Dantes era por telex, depois por fax, hoje sobretudo por e-mail. Tenho notado que a inteligibilidade dos textos se vem degradando mas costumava dizer para os meus botões que devia ser impressão minha: dantes é que havia trovoadas, já não há estações, os automóveis antigos é que eram resistentes ... a memória prega-nos partidas porque retém impressões e pormenores que vê com a nostalgia do tempo em que éramos novos.
Mas mesmo distante e desinteressado de assuntos de educação fui lentamente sedimentando a ideia de que a massificação do ensino, a chegada de novos saberes por causa da informática e da internet, o aumento da importância do Inglês como língua veicular da técnica e dos negócios, a cedência aos professores, que naturalmente reivindicam importância para a sua área de ensino, e sobretudo as teorias lunáticas do eduquês - tudo militava, em conjunto com o apelo avassalador das tecnologias ligadas ao divertimento, para a degradação do ensino entre nós, e boa parte desta tendência partilhávamos com outros países.
E isto tinha que ser assim porque, ao contrário do que diz o bordão, o saber ocupa lugar - não se pode ler clássicos e ver televisão ao mesmo tempo, ou ir ver um "concerto" de "génios" mal lavados, aos saltos desastrados num palco, ao mesmo tempo que uma catedral, ou navegar na internet enquanto se estuda História (a menos que se trate de pesquisa, mas só pesquisa quem sabe, não quem ignora), ou aprender Português, Matemática e Física, reforçar o Inglês, dar atenção à Geografia, não esquecer as Ciências da Natureza (ou lá como chamam agora a isso), mais a Ginástica e o diabo a sete, tudo embrulhado em programas extensos e mal amanhados, mudando constantemente como se as línguas, a história, a matemática e as outras ciências estivessem em constante mutação.

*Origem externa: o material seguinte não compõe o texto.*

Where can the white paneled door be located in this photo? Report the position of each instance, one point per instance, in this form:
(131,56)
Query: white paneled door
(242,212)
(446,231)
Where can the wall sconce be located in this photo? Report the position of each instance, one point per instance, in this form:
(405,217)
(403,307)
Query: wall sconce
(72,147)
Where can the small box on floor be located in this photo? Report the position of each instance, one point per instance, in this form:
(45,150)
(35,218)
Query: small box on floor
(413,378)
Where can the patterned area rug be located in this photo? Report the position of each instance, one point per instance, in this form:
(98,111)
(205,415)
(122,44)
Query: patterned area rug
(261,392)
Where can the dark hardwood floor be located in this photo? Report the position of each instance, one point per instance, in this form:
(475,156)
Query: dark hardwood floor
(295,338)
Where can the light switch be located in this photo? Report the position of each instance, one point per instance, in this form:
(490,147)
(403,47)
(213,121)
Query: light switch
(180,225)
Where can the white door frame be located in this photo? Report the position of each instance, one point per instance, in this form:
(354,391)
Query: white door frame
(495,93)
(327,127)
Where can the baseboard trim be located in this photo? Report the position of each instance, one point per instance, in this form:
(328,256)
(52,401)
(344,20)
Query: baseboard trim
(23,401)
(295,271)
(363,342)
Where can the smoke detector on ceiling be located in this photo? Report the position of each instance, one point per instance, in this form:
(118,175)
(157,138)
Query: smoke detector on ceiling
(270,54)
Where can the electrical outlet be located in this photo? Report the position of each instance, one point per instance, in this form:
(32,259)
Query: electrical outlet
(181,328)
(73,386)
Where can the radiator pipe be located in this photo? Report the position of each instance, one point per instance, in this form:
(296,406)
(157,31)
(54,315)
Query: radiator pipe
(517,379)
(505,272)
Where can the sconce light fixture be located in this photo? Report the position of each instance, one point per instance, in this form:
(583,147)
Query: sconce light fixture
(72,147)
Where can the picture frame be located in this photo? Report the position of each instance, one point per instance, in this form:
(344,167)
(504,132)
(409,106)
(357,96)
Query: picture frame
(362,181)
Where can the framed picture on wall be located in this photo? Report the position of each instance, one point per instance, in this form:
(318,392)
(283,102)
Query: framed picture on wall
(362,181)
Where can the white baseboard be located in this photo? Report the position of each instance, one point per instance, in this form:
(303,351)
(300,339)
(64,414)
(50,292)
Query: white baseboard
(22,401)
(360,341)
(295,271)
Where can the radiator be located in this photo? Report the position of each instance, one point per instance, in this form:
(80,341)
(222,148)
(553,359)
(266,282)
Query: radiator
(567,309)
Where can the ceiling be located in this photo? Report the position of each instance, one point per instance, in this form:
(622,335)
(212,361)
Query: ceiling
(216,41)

Não se pode porque o dia não aumentou - dura as mesmas vinte e quatro horas, e delas um terço é para dormir. E, no caso da expressão escrita e do raciocínio, se o tempo já não é suficiente, menos ainda o será se o Latim reganhar a importância que muitos avisadamente acham que nunca devia ter perdido.
À força de tudo querer para todos, os miúdos (boa parte deles) acabam por sair do Ensino Secundário sem saber nada de nada. Impressões, já se vê. E impressões reaccionárias, pior ainda.
Sucede que se pode ter razão com impressões, não a tendo com doutoramentos em ciências da educação. Pelo menos foi a conclusão que tirei deste estudo.